Most of the United States moved to enhanced credit card security in October 2015, when U.S. payment networks added fraud liability shifts as part of the Europay, Mastercard, and Visa (EMV) technology standards.

“In the months leading up to the Oct. 1 deadline, retailers across the country were responsible for upgrading their payment terminals to accept chip-enabled cards,” explained the president of Consumer Policy Solutions, Debra Berlyn. “In the event of fraudulent activity, the financial burden falls on whichever party was using the older payment technology.”

Chip-enabled cards are designed to reduce credit card fraud by producing unique authentication that makes it harder for people to steal card information.

“It creates a unique, one-time code that travels along with your account number when the merchant sends the instructions to the bank that issued the card,” explained Scott Talbott, senior vice president of government affairs at the Electronic Transactions Association. Though the chip provides added security, many argue that consumer data is still at too great a risk.

“We’ve realized that the chip alone is not enough for security,” said Camille Fischer, policy adviser for the White House Economic Council.

Berlyn agreed, saying that the most common second authentication feature, signatures, is “often widely ignored or easily forged.” She also noted that the White House Buy Secure initiative, which began in 2014, required chip and PIN authentication for all government transactions, giving credence to the notion that chip and PIN together provide essential authority.

“I think initiatives like the White House initiative are a great means to help educate consumers on the benefits of chip and PIN, so major kudos to the White House for the things they are doing to drive the market in the right direction,” agreed Liz Garner, vice president of the Merchant Advisory Group Liz Garner. She also cited a study that found only 1.3 cents for every $100 consisted of fraud on PIN-based debit cards.

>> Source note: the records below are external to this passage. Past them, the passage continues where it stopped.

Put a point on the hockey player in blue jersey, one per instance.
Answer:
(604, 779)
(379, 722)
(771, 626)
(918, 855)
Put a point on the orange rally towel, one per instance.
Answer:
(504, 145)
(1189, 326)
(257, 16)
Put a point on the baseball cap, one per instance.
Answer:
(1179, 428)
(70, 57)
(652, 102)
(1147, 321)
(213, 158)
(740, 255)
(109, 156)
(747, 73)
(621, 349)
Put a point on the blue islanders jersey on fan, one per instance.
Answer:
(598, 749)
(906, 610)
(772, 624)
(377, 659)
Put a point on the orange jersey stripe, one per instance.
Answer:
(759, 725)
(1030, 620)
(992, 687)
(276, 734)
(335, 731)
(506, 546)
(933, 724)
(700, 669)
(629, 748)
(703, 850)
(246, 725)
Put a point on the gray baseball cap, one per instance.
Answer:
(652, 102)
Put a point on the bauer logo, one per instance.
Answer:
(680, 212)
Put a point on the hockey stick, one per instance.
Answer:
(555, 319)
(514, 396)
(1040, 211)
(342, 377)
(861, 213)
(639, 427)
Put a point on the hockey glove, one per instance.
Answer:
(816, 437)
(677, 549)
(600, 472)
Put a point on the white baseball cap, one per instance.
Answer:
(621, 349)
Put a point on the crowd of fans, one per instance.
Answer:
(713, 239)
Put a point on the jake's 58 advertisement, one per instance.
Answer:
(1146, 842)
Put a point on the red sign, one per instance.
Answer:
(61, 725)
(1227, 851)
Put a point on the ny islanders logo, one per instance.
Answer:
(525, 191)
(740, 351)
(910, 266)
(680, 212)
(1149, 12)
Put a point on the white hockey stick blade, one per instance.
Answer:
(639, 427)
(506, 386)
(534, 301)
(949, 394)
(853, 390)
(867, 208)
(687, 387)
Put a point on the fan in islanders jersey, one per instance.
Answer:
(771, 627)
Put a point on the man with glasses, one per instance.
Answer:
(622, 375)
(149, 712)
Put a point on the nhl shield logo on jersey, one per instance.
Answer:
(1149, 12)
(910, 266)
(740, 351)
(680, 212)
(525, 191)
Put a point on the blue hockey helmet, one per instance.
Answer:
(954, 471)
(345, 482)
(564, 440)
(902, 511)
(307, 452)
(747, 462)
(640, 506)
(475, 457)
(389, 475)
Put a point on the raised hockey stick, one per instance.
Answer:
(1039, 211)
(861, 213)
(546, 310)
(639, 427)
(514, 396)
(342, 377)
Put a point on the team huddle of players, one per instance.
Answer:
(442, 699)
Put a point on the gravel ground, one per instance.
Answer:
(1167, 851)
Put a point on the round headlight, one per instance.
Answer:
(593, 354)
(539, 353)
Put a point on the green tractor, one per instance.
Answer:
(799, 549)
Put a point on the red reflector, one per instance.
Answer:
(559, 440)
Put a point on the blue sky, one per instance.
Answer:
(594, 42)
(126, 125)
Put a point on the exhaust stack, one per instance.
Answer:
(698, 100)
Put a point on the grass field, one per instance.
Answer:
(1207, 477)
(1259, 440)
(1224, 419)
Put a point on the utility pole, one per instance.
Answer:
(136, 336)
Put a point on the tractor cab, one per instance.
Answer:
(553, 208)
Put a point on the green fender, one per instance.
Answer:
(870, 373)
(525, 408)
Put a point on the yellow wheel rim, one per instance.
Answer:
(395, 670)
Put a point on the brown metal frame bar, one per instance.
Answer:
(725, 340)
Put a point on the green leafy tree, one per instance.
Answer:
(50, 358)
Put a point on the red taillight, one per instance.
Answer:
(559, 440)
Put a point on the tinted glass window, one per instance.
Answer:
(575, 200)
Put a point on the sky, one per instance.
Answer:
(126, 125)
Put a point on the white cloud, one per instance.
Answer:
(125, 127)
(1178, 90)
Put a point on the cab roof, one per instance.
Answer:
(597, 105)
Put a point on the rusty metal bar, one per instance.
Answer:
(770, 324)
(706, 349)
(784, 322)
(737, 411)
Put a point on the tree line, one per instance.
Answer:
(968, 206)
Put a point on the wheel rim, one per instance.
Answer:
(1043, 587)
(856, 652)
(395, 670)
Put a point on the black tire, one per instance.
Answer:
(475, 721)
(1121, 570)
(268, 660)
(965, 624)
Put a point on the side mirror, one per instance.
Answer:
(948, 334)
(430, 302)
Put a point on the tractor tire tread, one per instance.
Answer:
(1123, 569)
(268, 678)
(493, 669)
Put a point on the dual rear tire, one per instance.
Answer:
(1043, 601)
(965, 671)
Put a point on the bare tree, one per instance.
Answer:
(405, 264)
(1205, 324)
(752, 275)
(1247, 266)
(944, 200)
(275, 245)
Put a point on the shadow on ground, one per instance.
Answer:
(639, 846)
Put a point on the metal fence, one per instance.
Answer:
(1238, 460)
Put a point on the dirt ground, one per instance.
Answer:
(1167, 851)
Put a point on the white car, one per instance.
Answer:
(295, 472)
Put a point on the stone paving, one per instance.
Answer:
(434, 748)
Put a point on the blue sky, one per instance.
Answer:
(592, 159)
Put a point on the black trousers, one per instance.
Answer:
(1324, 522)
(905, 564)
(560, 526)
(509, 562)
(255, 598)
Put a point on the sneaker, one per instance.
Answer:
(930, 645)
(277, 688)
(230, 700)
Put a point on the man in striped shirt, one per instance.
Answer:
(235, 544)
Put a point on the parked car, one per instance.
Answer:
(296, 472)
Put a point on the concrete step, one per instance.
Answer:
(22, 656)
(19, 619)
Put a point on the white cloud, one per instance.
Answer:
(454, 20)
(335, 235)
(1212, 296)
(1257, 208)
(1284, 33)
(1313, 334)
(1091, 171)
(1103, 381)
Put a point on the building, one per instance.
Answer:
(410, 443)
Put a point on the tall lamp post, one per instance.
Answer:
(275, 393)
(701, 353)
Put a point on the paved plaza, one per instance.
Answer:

Even with this consensus, obstacles stand in the way of employing PIN authentication on chip-enabled cards. The first problem is that banks lack the initiative to place PIN requirements on their cards, because they have already met liability requirements through their chip-enabled cards.

“It’s because the banks have shifted the liability to merchants,” Pociask said.

It is a liability that the merchants are already ill-equipped to bear. Talbott explained that about 9 million retailers need upgrades to their transaction systems to include chip readers. Retailers must go through a testing and certification phase that ensures the security of their processing systems before they can be allowed to use chip readers.

“Everything that stands between the merchants and the payment network has to be certified,” Talbott said. But there is a huge delay in that certification process.

“There are several small businesses, who testified last October, who said they were having challenges. And they’re still not certified,” Garner said. “That’s a huge problem when you look at the liability that went into effect.”

Another problem for chip-enabled cards and PIN requirements is  increased online transactions.

“The technology exists to securely use PIN online,” Berlyn said. “It’s just not widely used.”

Many of the panelists concluded that, in the need for PIN technology on chip-enabled credit cards, it was up to the banks and card providers to make the change happen.

“For us to have the choice, distributors need to provide a PIN,” said Garner.